O'Reilly believes that by collecting data on when patients take their pills along with other metrics the smart pill can track, like sleep and heart rate, patients can come to understand the direct benefits coming to them when they take their medication. Having this sort of data might help with some of the "imagined side effects" that NEHI's McNeill described, by allowing people to see how their body is functioning relative to when they were taking their medications. Ideally, the patient will begin to link med-taking behavior with other things that are important to them. Proteus's philosophy is to not just sell drugs, but to sell individualized behavioral feedback loops.

Care coordination is a proven solution

What NEHI has found is that one of the simplest, most effective solutions to improving medication adherence is to improve communication channels between providers and patients and between care teams.

"The patient is at the bottom of the pole," said McNeill. "That's the last person you should expect to address this issue. To expect patients to be accountable and to fail them for it is a poor way to frame the problem. The right way to frame the problem is 'How do you engage the patient?' And it starts with communication."

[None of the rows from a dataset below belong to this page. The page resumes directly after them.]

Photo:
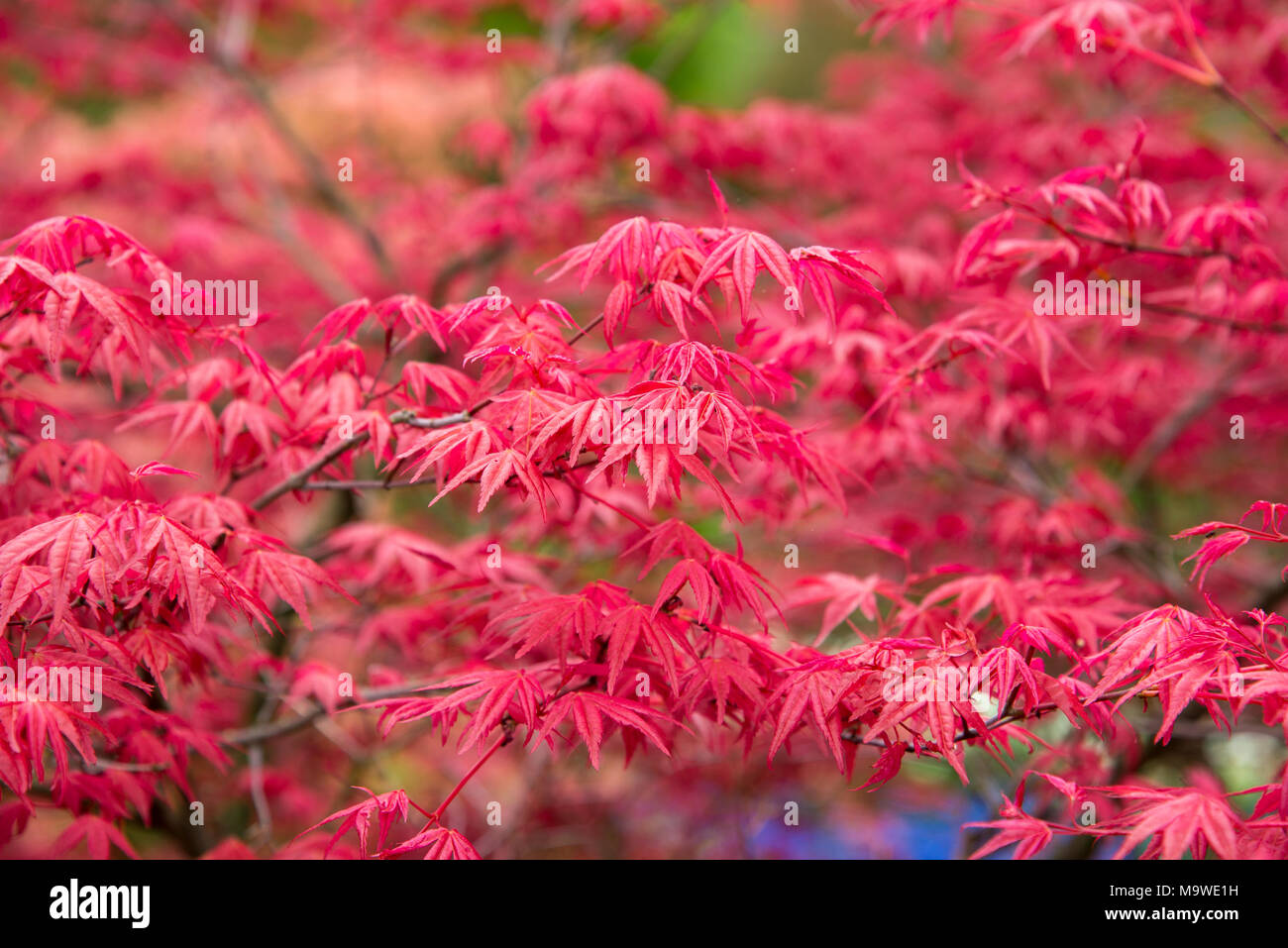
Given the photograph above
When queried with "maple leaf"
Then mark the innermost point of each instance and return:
(588, 711)
(97, 833)
(500, 691)
(746, 252)
(438, 843)
(384, 806)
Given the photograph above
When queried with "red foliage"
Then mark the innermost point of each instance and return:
(780, 446)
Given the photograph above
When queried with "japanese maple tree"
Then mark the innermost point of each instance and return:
(330, 346)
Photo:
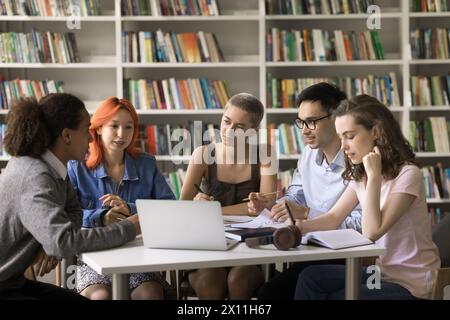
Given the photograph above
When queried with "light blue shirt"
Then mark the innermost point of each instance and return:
(318, 185)
(141, 180)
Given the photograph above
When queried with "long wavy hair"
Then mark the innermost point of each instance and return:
(395, 150)
(104, 113)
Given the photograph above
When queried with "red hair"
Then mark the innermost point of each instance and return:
(104, 113)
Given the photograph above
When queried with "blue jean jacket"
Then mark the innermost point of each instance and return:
(141, 180)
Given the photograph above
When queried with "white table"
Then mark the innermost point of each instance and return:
(133, 257)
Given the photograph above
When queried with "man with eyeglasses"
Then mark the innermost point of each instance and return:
(317, 183)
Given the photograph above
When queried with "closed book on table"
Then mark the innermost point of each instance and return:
(242, 234)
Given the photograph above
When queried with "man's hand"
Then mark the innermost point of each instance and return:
(203, 197)
(113, 216)
(43, 264)
(116, 202)
(258, 202)
(280, 213)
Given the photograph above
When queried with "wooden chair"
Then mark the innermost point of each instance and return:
(441, 237)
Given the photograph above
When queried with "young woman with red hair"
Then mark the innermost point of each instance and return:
(108, 183)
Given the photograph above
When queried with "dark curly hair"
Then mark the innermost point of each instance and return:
(33, 127)
(394, 148)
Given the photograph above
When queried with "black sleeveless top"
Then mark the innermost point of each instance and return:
(231, 193)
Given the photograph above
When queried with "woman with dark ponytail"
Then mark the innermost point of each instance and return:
(40, 218)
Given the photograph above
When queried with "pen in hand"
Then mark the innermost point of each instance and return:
(291, 216)
(262, 195)
(200, 190)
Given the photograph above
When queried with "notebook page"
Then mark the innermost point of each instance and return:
(263, 220)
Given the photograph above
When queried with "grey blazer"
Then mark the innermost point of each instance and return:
(39, 208)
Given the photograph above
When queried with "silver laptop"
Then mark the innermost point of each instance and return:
(171, 224)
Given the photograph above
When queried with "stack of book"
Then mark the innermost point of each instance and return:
(430, 43)
(190, 94)
(322, 45)
(175, 180)
(430, 134)
(50, 8)
(38, 47)
(437, 215)
(281, 93)
(170, 8)
(287, 138)
(12, 90)
(429, 5)
(430, 91)
(170, 140)
(159, 46)
(317, 7)
(436, 181)
(2, 135)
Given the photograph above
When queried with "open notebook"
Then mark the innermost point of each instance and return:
(336, 239)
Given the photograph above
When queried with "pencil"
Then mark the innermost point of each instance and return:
(290, 213)
(263, 195)
(199, 190)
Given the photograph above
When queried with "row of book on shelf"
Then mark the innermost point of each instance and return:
(190, 94)
(287, 138)
(38, 47)
(294, 7)
(430, 43)
(437, 215)
(429, 5)
(159, 46)
(281, 93)
(2, 135)
(13, 90)
(176, 180)
(196, 47)
(199, 7)
(430, 134)
(50, 8)
(162, 139)
(436, 180)
(170, 8)
(430, 90)
(204, 93)
(322, 45)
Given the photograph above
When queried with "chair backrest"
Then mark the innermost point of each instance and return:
(441, 237)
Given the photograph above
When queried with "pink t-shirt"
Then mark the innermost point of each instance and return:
(411, 258)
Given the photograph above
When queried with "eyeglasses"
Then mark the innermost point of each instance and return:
(310, 124)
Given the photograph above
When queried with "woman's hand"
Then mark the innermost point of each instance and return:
(43, 264)
(113, 216)
(280, 213)
(115, 202)
(372, 163)
(203, 197)
(258, 203)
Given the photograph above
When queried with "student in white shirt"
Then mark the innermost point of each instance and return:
(317, 182)
(383, 176)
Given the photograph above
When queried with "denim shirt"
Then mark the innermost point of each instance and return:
(141, 180)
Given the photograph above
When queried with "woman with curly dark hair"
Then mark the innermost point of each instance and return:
(385, 179)
(40, 218)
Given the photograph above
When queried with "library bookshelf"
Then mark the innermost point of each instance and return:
(241, 30)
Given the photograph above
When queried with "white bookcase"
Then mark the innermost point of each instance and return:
(241, 30)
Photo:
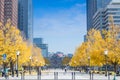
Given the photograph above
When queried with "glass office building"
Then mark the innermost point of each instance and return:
(94, 13)
(25, 19)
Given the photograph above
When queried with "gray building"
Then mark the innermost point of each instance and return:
(44, 47)
(95, 12)
(25, 19)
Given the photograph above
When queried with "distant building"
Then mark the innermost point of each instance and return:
(25, 19)
(44, 47)
(9, 10)
(99, 11)
(70, 55)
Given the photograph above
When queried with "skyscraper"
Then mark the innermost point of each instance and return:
(25, 19)
(9, 10)
(44, 47)
(95, 13)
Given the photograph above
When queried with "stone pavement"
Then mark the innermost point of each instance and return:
(62, 75)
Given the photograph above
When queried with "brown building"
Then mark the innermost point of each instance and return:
(9, 10)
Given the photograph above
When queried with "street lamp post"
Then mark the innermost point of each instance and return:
(106, 53)
(89, 67)
(18, 52)
(30, 65)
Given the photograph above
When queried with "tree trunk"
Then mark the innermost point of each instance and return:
(12, 68)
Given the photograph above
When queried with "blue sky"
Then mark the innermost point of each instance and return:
(61, 23)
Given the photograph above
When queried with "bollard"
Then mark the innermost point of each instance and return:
(90, 74)
(114, 77)
(108, 76)
(74, 75)
(54, 76)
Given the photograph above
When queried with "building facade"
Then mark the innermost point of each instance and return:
(25, 19)
(101, 17)
(9, 10)
(95, 13)
(44, 47)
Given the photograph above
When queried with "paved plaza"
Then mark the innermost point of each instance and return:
(62, 75)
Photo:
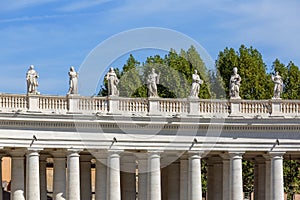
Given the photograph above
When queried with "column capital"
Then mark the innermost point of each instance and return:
(195, 153)
(33, 150)
(73, 151)
(85, 157)
(236, 154)
(274, 154)
(18, 152)
(61, 153)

NEHI reported that, for instance, diabetic patients who received case management, including biweekly calls, were 21 percent more adherent to their care regimens. Depression patients who received one-on-one follow-up were twice as likely to refill their medications. Unfortunately, McNeill said, the present system doesn't allow for much doctor-patient communication outside of the office. There's no structure in place for doctors to be reimbursed for those calls.

Medication reconciliation -- making sure that all of a patient's prescriptions from different providers are compatible and don't cause unpleasant side effects when combined -- is another part of adherence, since a patient whose meds don't react well together is likely to stop taking one or more of them. There are a number of mobile solutions, including improved hospital communication systems and drug reference apps like Epocrates, that address this problem.

McNeill says NEHI sees the $290 billion in potential savings as a good reason to keep looking for solutions.

"This is a problem, but it truly is an opportunity," he said. "This is a commonsense break-forward solution for reducing healthcare costs if we can get our arms around it and our heads around it and start talking about it."